Here's how they work: the person setting up the trust, like Romney, contributes assets such as an interest in a fund or shares in a company. If he makes that contribution before those assets appreciate--particularly when they are privately held and difficult to value--he can claim the gift tax obligation is low or non-existent since the declared value is low or zero. If the trust generates any income--such as by selling stock--the eventual tax bill is the responsibility of Romney, not the trust. By paying the capital gains tax, which was 20 percent in the late 1990s [when Romney's trust was established] and is now 15 percent, he can avoid depleting the funds in the trust--in essence making an additional donation that's free of gift taxes. That benefit in particular makes this type of trust 'a more powerful driver of wealth transfer in estate planning than almost anything else' said Breitstone. ... Id.

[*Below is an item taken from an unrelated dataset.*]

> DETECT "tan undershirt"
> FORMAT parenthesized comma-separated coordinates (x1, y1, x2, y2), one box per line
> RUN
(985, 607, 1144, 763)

The defective grantor trust strategy was presented to Romney and Bain by a Boston lawyer at Robes & Gray as "a strategy for avoiding gift taxes by conservatively stating the value of assets put into a trust." Id. It was fairly common for such stakes related to profits interests to be valued at zero for figt tax purposes, though in 2005 there were proposed regulations that "discouraged the practice." Id.
Can Romney be faulted for taking advantage of this kind of trust to avoid taxes and pass along millions to his dynastic heirs tax free? Surely all the wealthy people that he thinks of as his peers do so--more than 3 million U.S. trusts and estates had $91 billion of income in 2010. Id. But for someone who wants to be president, wouldn't you think he would have some sense of at least "noblesse oblige"--a duty to pay a little more than the measly 14% or so that he pays in taxes to the country he wants to boss (er....serve)?
Clearly Romney doesn't have any sense that wealthy people should be paying more. He has indicated that part of his agenda as President would be to eliminate ANY gift and estate taxes, making it even more likely that America by 2040 will be a country of a plutocratic elite with enormous wealth living in protected communities of like-kind people and completely segregated from the overwhelming majority of ordinary Americans who earn their living with hard work that is actually taxed as hard work.
As for myself, I do think Romney can be faulted for using these trust techniques to preserve his family dynasty at the cost of the federal fisc. But I don't think wealthy people like Romney care what ordinary people think about this issue (refer again to his comments about many Americans, above).
But he has perhaps done us a service by running for President, because even with the scanty information he has released, we can see something of the way the ultra-rich avoid paying taxes. As Breitstone says in the Drucker article, he "uses every trick in the book" and "It's going to be harder to do tax planning in the future [because] he's bringing attention to things that weren't getting attention." Id.
Congress needs to act to eliminate these known types of shelters used by sophisticated wealthy taxpayers to get around the estate tax. And let the rate go back up as it is slated to do at the end of the year. Maybe if we get a saner Congress, Congress would even consider enacting a graduated rate that goes from 55% on the above-exemption amount to as high as 70% for those estates in the tens of billions.